Grant thus started, knowing he started. He knew that he had the complete confidence of Lincoln. His own confidence never wavered. Grant urged General William T. Sherman toward Atlanta. He sent armies to Mobile, down the Shenandoah Valley, and one toward Richmond, the Confederate capital. Total war had begun. Grant stayed with General George Meade in northern Virginia, telling him, "Wherever Lee goes, there you will go also."
In May 1864, the assault began. Grant's troops entered the Wilderness on May 5–and some of the worst fighting America has ever seen. The cavalry of J.E.B. Stuart–the eyes and ears of Lee's army–were engaged south of the Wilderness, and Lee attacked without knowing the full size of the 120,000-strong army Grant commanded. Had Grant moved faster he might have been able to escape the battle, but the sheer size of his armies, supply trains, and support teams limited his mobility. The battle erupted in the dense rolling underbrush known as the Wilderness. Hundreds fell, then thousands, then tens of thousands. Brush fires erupted throughout the area and claimed as many men as bullets and shells did.
Unlike previous Union generals, Grant advanced after the bloody two days, and the two armies met again on May 8, 1864, at Spotsylvania Court House. Exhausted, both armies paused to set up defenses before the battle broke out on May 10. Lee won the battle after several continuous days of Union assaults failed to break the Confederate lines. Nonetheless, Grant was succeeding in his goal to wear down the Confederates. The Union still had reinforcements coming in, as new units arrived at Grant's post almost daily. The Confederates–already only half the size of the Union army to begin with–could expect no such reinforcements. They had exhausted their nation's manpower, and at this point it was only a matter of time. Grant was now so popular that he himself got twenty-two votes at the Republican convention to renominate Abraham Lincoln for the Presidency.
Grant continued his assault on Lee's army. However, the battle at Cold Harbor even gave Grant pause. Botched leadership, confusing orders, and strong Confederate fortifications exacted the second-worst toll of the war on the Union troops–6,000 Union men fell in a single hour of the battle. It was the only day of battle that Grant ever admitted regretting. However, the battle had not been a total waste–although in Grant's terms that was different from a defeat. Cold Harbor did not contribute to the success of the Army, but did result in the deaths of a number of Confederate troops, thus marking the battle at least a draw.
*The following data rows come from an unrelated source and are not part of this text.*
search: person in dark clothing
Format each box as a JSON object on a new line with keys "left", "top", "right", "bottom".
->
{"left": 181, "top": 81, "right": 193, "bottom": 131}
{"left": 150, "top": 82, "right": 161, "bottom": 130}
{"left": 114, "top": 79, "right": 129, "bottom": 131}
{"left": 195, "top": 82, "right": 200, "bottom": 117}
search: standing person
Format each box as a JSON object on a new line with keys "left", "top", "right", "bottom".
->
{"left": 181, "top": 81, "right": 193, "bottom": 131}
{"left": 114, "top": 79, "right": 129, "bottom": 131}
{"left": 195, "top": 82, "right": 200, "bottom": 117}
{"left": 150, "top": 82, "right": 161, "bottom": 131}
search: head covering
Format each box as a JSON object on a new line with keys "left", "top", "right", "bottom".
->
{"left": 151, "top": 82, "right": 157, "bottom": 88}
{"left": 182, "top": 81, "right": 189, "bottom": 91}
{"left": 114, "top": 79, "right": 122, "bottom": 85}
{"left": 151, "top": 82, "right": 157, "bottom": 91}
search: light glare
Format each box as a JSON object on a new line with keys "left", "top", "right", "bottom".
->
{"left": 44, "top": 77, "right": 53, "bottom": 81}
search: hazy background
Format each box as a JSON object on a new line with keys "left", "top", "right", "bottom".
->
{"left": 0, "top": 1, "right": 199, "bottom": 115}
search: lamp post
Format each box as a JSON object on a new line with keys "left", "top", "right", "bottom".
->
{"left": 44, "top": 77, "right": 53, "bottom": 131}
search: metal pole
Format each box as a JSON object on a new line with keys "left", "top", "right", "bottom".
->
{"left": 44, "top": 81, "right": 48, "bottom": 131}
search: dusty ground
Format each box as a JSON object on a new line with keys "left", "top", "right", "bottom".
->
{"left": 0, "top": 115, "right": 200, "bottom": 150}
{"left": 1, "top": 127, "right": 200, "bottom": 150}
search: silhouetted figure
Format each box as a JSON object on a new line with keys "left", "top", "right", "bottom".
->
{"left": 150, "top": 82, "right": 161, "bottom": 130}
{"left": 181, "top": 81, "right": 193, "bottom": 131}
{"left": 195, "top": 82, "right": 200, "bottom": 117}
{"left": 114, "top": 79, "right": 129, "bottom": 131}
The Union Army did not stop. Grant began to search for a new opening through which to attack the Confederate Army, and he found it in small railroad town of Petersburg. His engineers secretly constructed a pontoon bridge across the James River, and all but a few corps of the army crossed behind Lee's lines to attack Petersburg. When a frontal assault again failed, Grant settled in for another siege. Time was still on his side. Failing to capture Petersburg by surprise, he settled down to a regular siege. From June 18, 1864, to April 2, 1865, the Army of the Potomac sat and waited outside Petersburg. Grant figured he could starve Lee out.
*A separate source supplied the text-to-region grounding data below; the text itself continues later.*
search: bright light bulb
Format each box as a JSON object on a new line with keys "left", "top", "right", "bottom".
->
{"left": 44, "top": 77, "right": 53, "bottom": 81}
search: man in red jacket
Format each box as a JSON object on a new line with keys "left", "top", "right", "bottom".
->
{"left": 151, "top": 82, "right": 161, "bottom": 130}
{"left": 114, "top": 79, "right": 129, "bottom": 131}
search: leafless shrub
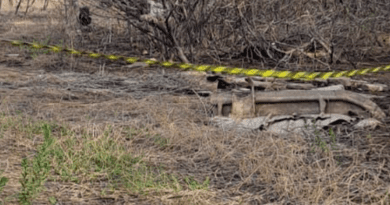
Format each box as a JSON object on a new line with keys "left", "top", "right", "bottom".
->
{"left": 85, "top": 0, "right": 390, "bottom": 71}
Meanwhile, the other Union armies were far from idle. General Philip Sheridan led a cavalry force through the Shenandoah Valley, destroying much of the fertile cropland in the area. Farther south, Sherman had begun his now-infamous march to the sea. He cut a miles-wide swath through Georgia, laying waste to everything in his army's path and ultimately capturing Savannah in December.
Petersburg fell in April 1865, and the final assault on the Confederate capital of Richmond began on April 3. As Union troops approached, the Confederate troops began to set fire to the city and withdraw. On April 7, 1865, Grant made his first peace overture to Lee. Lee responded with a question about the terms of surrender. For the first time in his military career, Grant actually offered some. He did not hear back from Lee until late on the night of April 8, when, after another day of fighting as Grant's armies drew a tighter noose around the remnants of Lee's forces, Lee proposed they meet to discuss the terms.
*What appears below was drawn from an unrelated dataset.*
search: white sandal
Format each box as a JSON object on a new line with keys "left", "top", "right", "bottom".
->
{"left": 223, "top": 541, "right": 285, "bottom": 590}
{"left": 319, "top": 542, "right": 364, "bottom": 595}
After a sleepless night, Grant declined the meeting and responded with an even more urgent request for surrender. Lee could play games no longer. He announced his intention to surrender, and Meade ordered a battlefield truce. The contrast between the two West Point men at the surrender could not have been greater. Lee arrived at the meeting in a full-dress uniform, while Grant wore nothing but his shabby field uniform. The two men shook hands, and Grant wrote out the terms of surrender he would accept: all officers must pledge their men would not take arms against the U.S. again, and they must surrender all equipment and supplies except for side-arms, privately-owned horses, and personal baggage. Lee thanked Grant for the "generous" terms, and mentioned that his cavalrymen and artillerymen would appreciate the use of their horses. Grant said that since the men would need those horses for planting and plowing, he would allow the beasts to be taken. Lee accepted. He mentioned his men were hungry after days on the run, and Grant ordered General Sherman's army to provide 25,000 rations. When Grant emerged from the house, cannons sounded to celebrate the victory. He immediately silenced them, saying that the Confederates were once again "our countrymen." Besides, Grant wrote that he felt "like anything rather than rejoicing." The war was over.
Five days later, John Wilkes Booth shot President Abraham Lincoln while he was attending a play at Ford's Theater.